Queensland needs a human rights act to protect its citizens when unchecked lawmakers “go crazy” with politically inspired crackdowns, the state’s civil liberties lobby says.
The president of the Queensland Council for Civil Liberties (QCCL), Michael Cope, said the need for legal reform to uphold basic rights “won at great cost and after centuries of struggle” was apparent from Newman government crackdowns on everything from bikies to public housing tenants.
Cope is calling for both major parties to embrace human rights laws of the kind already in place in Victoria and the Northern Territory. But the government has been spruiking its bikie laws in a first major pitch for re-election this year.
The acting police minister, John McVeigh, criticised the Labor opposition for “wanting to take Queensland back to the bad old days” by repealing the laws if it won a coming election due by June this year.
McVeigh said the “tough” laws – which deprive bikies of rights including to associate in public, meet in clubhouses, wear their “colours” and work as builders, electricians or tattooists – were having “a tremendous and unprecedented impact” on crime in Queensland.
He credited the Liberal National party (LNP) government’s crackdown with causing drops in reported property crimes, such as car thefts and break-and-enters, which are not traditionally associated with the gangs but police argue are a byproduct of their trade in illicit drugs.
Cope said the “guilt by association” factor made the bikie laws worse than anything the repressive Joh Bjelke-Petersen regime did because of their ability to “infect” other areas of law.
“Joh tended to like mandatory penalties and I suppose he outlawed strikes but it wasn’t systemic so it didn’t violate fundamental principles in a way this stuff does,” he said.
Such laws would fall over in the United States where “simply, you have to have personal guilt in order to find somebody guilty of a criminal offence. You can’t find them guilty by association.”

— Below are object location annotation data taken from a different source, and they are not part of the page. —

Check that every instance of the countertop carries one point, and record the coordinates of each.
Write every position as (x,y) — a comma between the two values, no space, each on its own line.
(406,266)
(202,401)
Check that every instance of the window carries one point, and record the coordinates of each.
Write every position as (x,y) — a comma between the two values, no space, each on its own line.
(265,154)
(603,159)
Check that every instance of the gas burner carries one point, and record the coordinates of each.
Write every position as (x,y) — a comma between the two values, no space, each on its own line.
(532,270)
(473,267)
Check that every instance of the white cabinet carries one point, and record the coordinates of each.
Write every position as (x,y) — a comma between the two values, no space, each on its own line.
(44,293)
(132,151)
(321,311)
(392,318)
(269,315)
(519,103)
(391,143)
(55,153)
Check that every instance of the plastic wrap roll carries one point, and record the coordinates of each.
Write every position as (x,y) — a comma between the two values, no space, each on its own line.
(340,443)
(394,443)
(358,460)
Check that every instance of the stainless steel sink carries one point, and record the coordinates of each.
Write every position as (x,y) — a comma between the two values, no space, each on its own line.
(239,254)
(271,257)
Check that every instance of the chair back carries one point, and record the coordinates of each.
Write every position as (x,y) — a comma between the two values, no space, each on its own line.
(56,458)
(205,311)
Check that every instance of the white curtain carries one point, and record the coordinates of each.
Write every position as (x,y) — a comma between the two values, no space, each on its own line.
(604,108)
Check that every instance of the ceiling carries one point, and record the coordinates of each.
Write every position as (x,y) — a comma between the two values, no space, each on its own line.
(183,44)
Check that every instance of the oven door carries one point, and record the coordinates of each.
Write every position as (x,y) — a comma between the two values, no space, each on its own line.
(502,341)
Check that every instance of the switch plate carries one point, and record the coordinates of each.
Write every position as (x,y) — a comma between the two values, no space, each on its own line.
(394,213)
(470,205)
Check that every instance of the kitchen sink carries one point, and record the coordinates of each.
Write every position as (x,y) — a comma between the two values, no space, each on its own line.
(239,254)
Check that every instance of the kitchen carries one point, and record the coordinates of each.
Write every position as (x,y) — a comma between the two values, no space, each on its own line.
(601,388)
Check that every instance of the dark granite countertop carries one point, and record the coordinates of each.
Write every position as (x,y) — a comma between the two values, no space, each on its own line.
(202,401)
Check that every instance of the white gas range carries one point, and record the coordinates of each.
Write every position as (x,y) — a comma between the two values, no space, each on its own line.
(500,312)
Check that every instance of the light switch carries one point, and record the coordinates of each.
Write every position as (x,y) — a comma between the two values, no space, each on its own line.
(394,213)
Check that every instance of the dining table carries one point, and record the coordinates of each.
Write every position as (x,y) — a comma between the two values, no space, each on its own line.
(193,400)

Cope called for a human rights act “to stop the single legislature here [in the absence of a state senate] just periodically going crazy … well, regularly going crazy”.
“In the age of the so-called war on terror and now on ‘bikies’, the need has never been greater for our rights to be protected by the most modern mechanisms available like a human rights act,” he said.
“Everywhere and every day, politicians use the pretext of some new or not so new threat to justify depriving citizens of rights and liberties which have been won at great cost and after centuries of struggle.
“Historically, of course, it’s not just the LNP. The Labor party back in the 40s and 50s passed some outrageous legislation,” he said.
Cope said a human rights act could also be invoked, for example, by public housing tenants to safeguard rights to “privacy and adequate housing” in the face of heavy-handed reforms last year.
He said the QCCL recently learnt that public housing tenants needed to advise state government officials if they planned to stay away from their homes for more than a fortnight a year, and needed permission to stay away for more than 28 days.
Cope said measures intended to crack down on rorters who left houses empty for a year or more were raising concerns among pensioners that they would “not be able to spend enough time with their grandchildren”.
He said the government was “taking the same approach [as with bikies] of getting a sledgehammer to crack a nut by putting in these harsh rules in that apply to everybody rather than trying to deal with the real problem”.